Si Biréli est d'abord un enfant de Django, si la fluidité d'un Wes Montgomery ou d'un George Benson n'ont pas manqué de le marquer, au passage, de leur empreinte indélébile, c'est surtout vers Jaco Pastorius et Weather Report qu'il se tourne ensuite. A partir de 1986, celui qui s'est déjà frotté à des partenaires de la trempe de Stéphane Grappelli ou de Larry Coryell se lance en effet "à corps perdu" dans l'aventure de la fusion, multipliant les expériences et les rencontres. Hésitant même un moment sur l'instrument à adopter (sous l'influence de Pastorius, Biréli est devenu un redoutable bassiste). C'est finalement la guitare qui le requiert définitivement, pour une période de recherche où il se forge un style éblouissant, tout en manifestant d'exceptionnelles facultés d'adaptation, soutenues par un talent d'improvisateur qui le place parmi les plus grands. On le retrouve donc aux côtés de John Mc Laughlin, de Paco de Lucia, d'Al Di Meola, de Jack Bruce et Ginger Baker, pour une reformation de Cream, auprès de Stanley Clarke, Miroslav Vitous, Lenny White, Mike Stern… sans compter les deux albums live qu'il enregistre avec Pastorius lui-même.
Au détour des années 90, l'album "Acoustic Moments" constitue une belle synthèse de ce parcours, et comme une pause, avant la consécration, que Biréli, musicien-funambule, obtiendra en jouant la carte "classique" des standards, avec un "Live in Marciac" (1994) salué par la critique. Cette entrée du guitariste sur le label Dreyfus Jazz coïncide avec une reconnaissance toujours plus large sur les scènes nationales et internationales. Django d'Or en 1993, Victoires de la Musique en 2001 pour "Front Page", un "power trio" formé avec Dominique Di Piazza et Dennis Chambers qui enregistre pour Universal, Victoires de la Musiques de nouveau en 2002, couronnant le succès et la popularité du "Gipsy Project".

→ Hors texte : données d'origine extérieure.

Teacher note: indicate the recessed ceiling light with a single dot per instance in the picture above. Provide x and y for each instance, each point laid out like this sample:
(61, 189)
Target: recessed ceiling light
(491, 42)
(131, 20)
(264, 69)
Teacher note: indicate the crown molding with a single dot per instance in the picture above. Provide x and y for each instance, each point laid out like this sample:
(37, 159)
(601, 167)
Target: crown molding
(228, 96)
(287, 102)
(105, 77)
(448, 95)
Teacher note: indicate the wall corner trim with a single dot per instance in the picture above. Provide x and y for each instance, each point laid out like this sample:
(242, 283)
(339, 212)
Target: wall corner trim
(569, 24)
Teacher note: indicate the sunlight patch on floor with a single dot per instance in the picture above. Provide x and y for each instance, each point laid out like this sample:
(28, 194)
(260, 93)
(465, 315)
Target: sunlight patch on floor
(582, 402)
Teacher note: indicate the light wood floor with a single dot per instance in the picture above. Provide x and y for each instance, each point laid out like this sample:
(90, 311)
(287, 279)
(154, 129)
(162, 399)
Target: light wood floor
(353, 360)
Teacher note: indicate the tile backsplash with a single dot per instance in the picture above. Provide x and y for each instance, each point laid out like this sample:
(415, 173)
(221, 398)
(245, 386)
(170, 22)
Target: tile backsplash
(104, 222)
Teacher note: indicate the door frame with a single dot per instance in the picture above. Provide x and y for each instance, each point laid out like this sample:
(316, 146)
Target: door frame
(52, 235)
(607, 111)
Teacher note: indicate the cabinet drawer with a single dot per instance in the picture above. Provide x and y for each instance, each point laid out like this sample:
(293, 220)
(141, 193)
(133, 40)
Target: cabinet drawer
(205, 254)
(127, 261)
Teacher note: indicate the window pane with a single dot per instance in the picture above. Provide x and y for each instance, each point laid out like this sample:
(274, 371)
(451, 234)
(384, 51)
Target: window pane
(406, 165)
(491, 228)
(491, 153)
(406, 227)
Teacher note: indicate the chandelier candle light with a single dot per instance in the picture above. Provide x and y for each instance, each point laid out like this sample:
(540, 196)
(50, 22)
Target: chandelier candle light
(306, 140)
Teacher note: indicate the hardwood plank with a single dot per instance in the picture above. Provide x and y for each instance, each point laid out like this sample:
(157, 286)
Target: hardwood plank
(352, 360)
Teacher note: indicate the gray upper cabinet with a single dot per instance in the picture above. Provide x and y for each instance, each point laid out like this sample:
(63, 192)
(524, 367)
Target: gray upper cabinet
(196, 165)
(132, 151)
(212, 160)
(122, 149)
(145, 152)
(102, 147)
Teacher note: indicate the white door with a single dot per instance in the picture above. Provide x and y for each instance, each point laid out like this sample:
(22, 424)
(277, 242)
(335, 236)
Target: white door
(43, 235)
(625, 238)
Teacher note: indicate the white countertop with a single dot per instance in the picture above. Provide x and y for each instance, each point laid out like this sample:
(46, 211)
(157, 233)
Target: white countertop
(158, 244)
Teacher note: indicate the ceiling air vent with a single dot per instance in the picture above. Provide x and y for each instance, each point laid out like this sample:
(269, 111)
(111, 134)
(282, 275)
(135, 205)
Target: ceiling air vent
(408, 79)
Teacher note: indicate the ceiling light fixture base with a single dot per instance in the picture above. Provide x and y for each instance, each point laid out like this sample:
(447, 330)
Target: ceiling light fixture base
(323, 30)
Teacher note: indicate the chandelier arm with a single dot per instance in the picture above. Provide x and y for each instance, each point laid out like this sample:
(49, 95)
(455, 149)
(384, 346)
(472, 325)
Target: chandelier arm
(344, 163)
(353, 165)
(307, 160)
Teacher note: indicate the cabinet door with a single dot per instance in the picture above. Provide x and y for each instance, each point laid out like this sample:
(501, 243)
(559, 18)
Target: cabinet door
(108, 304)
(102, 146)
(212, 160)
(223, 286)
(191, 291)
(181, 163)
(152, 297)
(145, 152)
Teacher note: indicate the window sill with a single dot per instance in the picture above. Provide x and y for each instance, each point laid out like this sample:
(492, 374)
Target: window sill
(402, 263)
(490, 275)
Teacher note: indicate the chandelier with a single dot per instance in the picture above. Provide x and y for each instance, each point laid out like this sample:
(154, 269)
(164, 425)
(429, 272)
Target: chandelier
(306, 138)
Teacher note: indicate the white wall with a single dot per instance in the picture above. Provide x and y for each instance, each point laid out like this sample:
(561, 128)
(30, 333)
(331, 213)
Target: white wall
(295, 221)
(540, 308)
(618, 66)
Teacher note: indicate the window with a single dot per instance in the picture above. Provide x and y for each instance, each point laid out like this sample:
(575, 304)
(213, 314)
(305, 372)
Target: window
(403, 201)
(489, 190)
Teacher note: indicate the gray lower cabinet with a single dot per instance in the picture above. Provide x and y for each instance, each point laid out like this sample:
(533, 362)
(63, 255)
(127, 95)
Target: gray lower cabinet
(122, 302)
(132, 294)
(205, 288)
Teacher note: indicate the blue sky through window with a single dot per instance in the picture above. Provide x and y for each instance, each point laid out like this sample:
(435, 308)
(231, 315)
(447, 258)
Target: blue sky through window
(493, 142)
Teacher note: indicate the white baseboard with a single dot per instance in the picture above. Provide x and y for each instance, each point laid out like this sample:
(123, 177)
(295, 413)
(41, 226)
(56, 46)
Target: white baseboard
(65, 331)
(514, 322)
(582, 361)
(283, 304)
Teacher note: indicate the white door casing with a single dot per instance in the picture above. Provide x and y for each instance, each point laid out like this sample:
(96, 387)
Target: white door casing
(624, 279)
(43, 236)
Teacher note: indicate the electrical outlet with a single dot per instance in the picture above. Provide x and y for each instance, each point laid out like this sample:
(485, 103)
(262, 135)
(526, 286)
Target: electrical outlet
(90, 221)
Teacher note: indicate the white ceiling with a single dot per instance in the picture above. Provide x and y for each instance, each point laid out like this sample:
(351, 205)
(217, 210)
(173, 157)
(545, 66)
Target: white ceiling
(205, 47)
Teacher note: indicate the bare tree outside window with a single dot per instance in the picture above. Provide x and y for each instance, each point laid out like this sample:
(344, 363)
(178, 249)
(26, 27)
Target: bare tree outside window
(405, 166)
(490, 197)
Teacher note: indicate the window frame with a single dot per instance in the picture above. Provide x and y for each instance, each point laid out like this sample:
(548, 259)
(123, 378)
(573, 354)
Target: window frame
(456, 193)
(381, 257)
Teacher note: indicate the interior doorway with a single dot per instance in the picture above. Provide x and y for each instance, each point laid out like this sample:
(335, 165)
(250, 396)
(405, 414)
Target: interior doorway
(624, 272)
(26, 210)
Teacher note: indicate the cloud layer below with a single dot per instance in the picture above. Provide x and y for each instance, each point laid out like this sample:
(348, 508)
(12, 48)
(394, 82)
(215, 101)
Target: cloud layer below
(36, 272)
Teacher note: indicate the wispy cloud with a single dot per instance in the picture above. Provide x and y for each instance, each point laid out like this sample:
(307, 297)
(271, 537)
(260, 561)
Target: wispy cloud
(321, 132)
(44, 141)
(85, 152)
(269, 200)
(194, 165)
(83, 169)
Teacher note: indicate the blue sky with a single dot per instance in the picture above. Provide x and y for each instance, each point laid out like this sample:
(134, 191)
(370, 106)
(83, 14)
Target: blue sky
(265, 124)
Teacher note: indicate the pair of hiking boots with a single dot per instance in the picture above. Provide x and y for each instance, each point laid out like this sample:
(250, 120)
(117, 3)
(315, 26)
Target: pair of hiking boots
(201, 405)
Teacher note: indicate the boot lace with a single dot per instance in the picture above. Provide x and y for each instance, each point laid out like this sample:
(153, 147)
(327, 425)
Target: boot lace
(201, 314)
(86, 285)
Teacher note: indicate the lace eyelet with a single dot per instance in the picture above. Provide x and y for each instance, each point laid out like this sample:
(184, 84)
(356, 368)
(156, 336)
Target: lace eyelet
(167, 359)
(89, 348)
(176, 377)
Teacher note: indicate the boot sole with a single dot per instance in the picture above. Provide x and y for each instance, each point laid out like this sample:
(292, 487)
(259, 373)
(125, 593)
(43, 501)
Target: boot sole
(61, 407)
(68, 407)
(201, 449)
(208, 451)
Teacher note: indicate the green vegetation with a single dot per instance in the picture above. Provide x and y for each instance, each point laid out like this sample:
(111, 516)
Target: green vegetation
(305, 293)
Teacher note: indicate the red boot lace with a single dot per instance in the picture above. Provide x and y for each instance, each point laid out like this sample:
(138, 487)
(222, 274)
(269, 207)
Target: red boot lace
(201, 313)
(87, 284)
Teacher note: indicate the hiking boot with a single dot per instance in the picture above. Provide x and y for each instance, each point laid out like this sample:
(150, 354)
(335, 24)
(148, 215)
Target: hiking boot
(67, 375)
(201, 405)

À 35 ans, après s'être "baladé" sur presque tous les fronts de la guitare moderne, après avoir dialogué avec quelques-unes des plus fines lames du jazz hexagonal (Didier Lockwood, Richard Galliano, Sylvain Luc…), c'est en risquant l'audace d'un pari incroyable, entre virtuosité et profondeur, que Biréli Lagrène, sauvage et subtil, vif comme l'éclair, décide de renouer avec la musique de ses origines. "Gipsy Project & Friends", deuxième album gravé par ce quintette de choc, célèbre donc avec bonheur, et avec un naturel désarmant, l'ancrage dans une tradition que Biréli, au sommet de son art, possède sur le bout des doigts.
Toujours dans cette tradition de jazz manouche, Biréli sort l’album « Move » en 2004 qui a la particularité de remplacer le violon par un saxophone. Répertoire saisissant. Swing étourdissant. L’album est magistral. Le succès grandissant, Biréli Lagrène tourne dans les plus grands festivals avec son Gipsy Project jusqu’à son triomphe à l’Olympia en 2005.
En octobre 2006, pour fêter les 40 ans de ce musicien hors-norme, Dreyfus Jazz édite un 2CD exceptionnel : Biréli Lagrène avec le WDR Big Band et Biréli Lagrène solo.
En avril 2007, sort enfin le nouvel album studio de Biréli Lagrène. À la formation de l’album « Move » (guitares, contrebasse, saxophone), s’ajoute le batteur éblouissant : André Ceccarelli.
Pour le plus grand plaisir de tous, Biréli Lagrène s’associe une nouvelle fois à la guitare de Sylvain Luc pour un nouvel album studio en duo à paraître au dernier trimestre 2007.